Happy belated Earth Day! In honor of Earth Day, I'm sharing some reflections on eating and how it can help us be better Earth "citizens."
I've long been an advocate of making a difference by starting with baby steps. It's always helped me to remember that even if I can't make a huge difference right now or make huge shifts in my habits, I can still take small steps that gradually add up to something much larger. My baby steps started ten years ago with a forty day vegetarian challenge, which grew into a decade long vegetarian challenge, and then carried over into my cooking and shopping habits. Not being able to shape my meals around meat led me to eating more vegetables and shopping at more local farmer's markets. Later I began participating in Community Supported Agriculture programs, and more recently I helped start and now direct a local community garden. My original baby steps became habit, then second nature, and allowed me to slowly add on more and more.
Through my baby steps, I've learned that eating is such a simple way to make a huge positive impact. What we choose to eat and where we buy our food from can have lasting impacts on our bodies and on the environment. Today the environmental impact of large scale industrial farming is more visible than ever before. So too are the positive effects of small scale, organic farming. (I'm not going to write about that all here because that's all really another post for another day.) Eating environmentally consciously is conveniently better for the economy, local farmers, and our bodies. It helps us remember that we're part of the Earth and rely on it for our daily survival. When we honor that connection it's better for us and the planet.
I think Michael Pollan, food writer and activist, has been doing a great job of making this message accessible to a mass audience. I'm reading his book Cooked now, in which he discusses how cooking is one of the best ways
to remember our connection to the planet. It reminds us of where our food comes from, connects us to the food chain in a very intimate way, and helps us recognize that we come from and are nourished by the Earth. Here's an excerpt from Cooked that illustrates this point much better than I can!

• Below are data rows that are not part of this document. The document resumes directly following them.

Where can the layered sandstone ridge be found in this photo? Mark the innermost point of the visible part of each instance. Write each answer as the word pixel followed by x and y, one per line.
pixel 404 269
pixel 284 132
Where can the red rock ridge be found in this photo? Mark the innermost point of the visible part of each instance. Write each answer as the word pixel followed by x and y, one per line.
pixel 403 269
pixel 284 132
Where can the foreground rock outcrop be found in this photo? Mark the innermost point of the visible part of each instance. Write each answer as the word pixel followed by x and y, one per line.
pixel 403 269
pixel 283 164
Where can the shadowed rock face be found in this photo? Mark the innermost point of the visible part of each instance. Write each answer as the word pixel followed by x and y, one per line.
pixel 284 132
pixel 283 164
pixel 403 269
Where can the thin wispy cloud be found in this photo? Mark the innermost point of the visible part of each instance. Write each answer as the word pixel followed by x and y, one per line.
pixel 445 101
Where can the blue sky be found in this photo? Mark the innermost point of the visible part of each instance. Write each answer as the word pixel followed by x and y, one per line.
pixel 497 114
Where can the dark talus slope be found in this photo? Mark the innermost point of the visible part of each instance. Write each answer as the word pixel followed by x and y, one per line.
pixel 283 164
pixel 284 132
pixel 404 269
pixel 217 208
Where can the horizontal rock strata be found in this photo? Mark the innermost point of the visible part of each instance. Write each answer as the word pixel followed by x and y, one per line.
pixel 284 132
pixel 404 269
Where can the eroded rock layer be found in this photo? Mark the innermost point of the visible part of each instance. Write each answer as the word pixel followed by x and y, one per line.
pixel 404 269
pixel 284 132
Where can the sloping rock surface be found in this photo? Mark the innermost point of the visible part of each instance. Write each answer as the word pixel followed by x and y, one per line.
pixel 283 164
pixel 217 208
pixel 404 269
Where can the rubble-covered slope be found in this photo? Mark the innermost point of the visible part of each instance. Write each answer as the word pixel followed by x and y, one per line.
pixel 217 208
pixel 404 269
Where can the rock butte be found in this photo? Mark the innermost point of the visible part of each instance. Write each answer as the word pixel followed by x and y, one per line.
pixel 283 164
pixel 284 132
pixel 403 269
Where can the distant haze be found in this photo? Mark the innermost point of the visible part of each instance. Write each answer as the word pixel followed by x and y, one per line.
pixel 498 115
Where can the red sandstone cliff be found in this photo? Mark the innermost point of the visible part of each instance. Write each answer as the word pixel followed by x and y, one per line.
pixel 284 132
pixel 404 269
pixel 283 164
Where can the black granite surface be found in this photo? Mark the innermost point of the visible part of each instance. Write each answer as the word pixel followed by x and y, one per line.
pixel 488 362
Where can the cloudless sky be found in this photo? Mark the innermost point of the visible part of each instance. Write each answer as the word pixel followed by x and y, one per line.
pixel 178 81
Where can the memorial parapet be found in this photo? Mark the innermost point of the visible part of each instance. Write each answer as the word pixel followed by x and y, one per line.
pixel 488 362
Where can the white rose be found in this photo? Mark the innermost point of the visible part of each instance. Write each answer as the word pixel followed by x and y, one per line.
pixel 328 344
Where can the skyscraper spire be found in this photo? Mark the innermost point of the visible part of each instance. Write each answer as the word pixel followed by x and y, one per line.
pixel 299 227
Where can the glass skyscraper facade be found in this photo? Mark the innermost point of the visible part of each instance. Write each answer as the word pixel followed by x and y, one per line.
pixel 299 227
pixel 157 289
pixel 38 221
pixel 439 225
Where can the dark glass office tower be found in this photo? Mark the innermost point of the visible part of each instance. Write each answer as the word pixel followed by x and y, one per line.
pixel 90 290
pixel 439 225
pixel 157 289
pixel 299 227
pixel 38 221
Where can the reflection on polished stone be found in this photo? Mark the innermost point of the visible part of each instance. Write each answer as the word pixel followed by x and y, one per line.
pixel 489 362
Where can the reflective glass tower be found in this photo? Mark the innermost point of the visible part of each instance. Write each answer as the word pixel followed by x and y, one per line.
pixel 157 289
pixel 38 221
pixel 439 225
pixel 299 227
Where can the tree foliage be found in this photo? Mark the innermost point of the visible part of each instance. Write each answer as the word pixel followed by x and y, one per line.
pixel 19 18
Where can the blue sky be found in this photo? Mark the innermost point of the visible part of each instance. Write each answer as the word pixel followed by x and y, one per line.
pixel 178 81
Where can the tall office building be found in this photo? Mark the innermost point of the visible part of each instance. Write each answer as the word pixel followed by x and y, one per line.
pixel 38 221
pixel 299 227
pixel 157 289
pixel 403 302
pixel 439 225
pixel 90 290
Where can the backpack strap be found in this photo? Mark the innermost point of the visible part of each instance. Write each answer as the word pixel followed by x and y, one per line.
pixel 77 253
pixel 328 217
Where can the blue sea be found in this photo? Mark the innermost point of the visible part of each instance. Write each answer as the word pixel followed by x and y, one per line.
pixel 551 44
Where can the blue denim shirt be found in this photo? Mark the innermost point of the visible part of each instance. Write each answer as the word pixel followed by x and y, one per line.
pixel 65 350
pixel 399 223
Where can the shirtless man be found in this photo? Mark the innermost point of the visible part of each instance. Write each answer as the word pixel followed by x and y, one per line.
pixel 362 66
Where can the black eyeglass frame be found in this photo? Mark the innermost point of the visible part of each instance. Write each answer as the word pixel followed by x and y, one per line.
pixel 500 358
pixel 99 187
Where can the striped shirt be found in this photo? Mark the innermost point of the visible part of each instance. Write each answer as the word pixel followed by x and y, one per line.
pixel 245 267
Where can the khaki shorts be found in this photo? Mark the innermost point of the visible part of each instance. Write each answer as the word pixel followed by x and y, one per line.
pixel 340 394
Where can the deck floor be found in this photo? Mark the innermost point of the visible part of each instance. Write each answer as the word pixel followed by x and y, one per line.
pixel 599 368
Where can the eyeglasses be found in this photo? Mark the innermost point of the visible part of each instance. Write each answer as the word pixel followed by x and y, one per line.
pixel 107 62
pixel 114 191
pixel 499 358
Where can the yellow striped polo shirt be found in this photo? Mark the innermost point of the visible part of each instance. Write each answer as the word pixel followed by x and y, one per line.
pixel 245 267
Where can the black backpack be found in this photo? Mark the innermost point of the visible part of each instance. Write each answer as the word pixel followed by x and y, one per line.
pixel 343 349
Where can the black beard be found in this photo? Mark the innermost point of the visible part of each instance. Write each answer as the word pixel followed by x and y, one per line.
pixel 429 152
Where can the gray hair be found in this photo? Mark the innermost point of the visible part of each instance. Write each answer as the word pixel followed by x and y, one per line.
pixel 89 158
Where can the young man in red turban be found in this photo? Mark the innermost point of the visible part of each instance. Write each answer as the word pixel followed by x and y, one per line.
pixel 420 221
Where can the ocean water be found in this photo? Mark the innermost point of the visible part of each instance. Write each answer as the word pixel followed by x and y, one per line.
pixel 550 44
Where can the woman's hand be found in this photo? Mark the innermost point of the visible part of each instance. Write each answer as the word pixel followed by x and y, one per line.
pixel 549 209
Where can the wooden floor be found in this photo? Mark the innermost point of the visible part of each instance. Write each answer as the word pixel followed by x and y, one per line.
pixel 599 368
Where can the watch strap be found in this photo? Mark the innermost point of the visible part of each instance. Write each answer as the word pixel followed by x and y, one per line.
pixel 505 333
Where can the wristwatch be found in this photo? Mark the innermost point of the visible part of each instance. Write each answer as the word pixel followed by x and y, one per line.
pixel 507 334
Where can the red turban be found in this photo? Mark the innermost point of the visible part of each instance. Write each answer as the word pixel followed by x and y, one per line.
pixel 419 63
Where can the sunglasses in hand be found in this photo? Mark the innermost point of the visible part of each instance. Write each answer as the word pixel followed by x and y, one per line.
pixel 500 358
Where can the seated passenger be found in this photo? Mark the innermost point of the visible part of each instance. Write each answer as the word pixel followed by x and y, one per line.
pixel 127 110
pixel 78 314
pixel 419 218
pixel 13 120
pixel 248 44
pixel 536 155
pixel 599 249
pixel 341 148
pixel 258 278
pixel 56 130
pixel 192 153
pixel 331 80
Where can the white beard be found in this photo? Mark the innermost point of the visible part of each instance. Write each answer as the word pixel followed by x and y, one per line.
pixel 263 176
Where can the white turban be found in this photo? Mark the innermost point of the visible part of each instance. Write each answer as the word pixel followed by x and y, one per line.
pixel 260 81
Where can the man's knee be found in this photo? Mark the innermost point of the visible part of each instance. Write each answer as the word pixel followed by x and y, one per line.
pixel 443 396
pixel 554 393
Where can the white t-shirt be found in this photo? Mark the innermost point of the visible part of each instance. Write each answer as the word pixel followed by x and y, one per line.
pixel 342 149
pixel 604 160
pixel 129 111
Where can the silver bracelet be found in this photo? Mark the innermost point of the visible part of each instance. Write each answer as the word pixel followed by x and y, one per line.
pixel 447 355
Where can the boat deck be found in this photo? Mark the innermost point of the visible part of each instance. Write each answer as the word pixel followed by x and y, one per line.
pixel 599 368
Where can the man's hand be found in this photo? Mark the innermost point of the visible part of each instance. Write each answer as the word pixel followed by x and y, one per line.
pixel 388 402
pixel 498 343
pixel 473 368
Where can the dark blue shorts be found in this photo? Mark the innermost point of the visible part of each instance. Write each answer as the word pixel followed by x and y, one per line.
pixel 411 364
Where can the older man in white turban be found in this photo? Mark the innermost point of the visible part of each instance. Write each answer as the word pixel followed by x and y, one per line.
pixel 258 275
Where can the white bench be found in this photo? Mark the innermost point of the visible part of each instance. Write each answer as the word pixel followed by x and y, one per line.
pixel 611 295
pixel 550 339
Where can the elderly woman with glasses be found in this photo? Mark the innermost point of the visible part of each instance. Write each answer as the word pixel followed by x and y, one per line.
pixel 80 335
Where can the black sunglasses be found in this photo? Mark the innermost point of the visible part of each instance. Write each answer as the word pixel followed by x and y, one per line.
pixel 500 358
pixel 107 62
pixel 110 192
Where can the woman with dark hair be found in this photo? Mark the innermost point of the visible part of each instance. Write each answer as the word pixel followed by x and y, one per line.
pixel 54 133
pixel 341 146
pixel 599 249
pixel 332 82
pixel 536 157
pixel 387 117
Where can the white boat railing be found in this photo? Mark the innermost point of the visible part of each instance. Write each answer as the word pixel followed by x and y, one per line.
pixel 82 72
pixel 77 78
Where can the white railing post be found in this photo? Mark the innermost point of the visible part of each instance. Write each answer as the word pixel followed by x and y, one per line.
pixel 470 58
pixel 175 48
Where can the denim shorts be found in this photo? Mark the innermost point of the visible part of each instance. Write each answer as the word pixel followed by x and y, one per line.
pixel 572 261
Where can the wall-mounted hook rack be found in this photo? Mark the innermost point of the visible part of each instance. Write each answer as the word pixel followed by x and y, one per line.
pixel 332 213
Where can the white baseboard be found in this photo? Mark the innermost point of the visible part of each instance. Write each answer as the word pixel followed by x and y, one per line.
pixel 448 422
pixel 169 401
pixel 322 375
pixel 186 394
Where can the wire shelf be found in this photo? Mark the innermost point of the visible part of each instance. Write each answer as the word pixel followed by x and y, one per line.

...taking back the production and the preparation of even just some part of our food, has the salutary effect of making visible again many of the lines of connection that the supermarket and the "home-meal replacement" have succeeded in obscuring.... To do so is to take back a measure of responsibility...
..."the environment" ... suddenly begins to seem a little less "out there" and a lot closer to home. For what is the environmental crisis if not a crisis of the way we live? The Big Problem is nothing more or less than the sum total of countless little everyday choices, most of them made by us (consumer spending represents nearly three-quarters of the U.S. economy) and the rest of them made by others in the name of our needs and desires. If the environmental crisis is ultimately a crisis of character, as Wendell Berry told us way back in the 1970s, then sooner or later it will have to be addressed at that level -- at home, as it were. In our yards and kitchens and minds.
Wooh - I love that! Get it Michael Pollan. Here he's essentially saying that if we want to address the environmental crisis, we can start by paying attention to what we cook. Our gardens and farms are part of the
environment, and when we create sustainable ways of feeding ourselves, we help build a more sustainable relationship with our planet.
And that finishes my environmental PSA for today. Hope you all enjoy your weekend, and when you eat and prepare your food, I hope you take a minute to remember your connection our wonderful Mother Earth.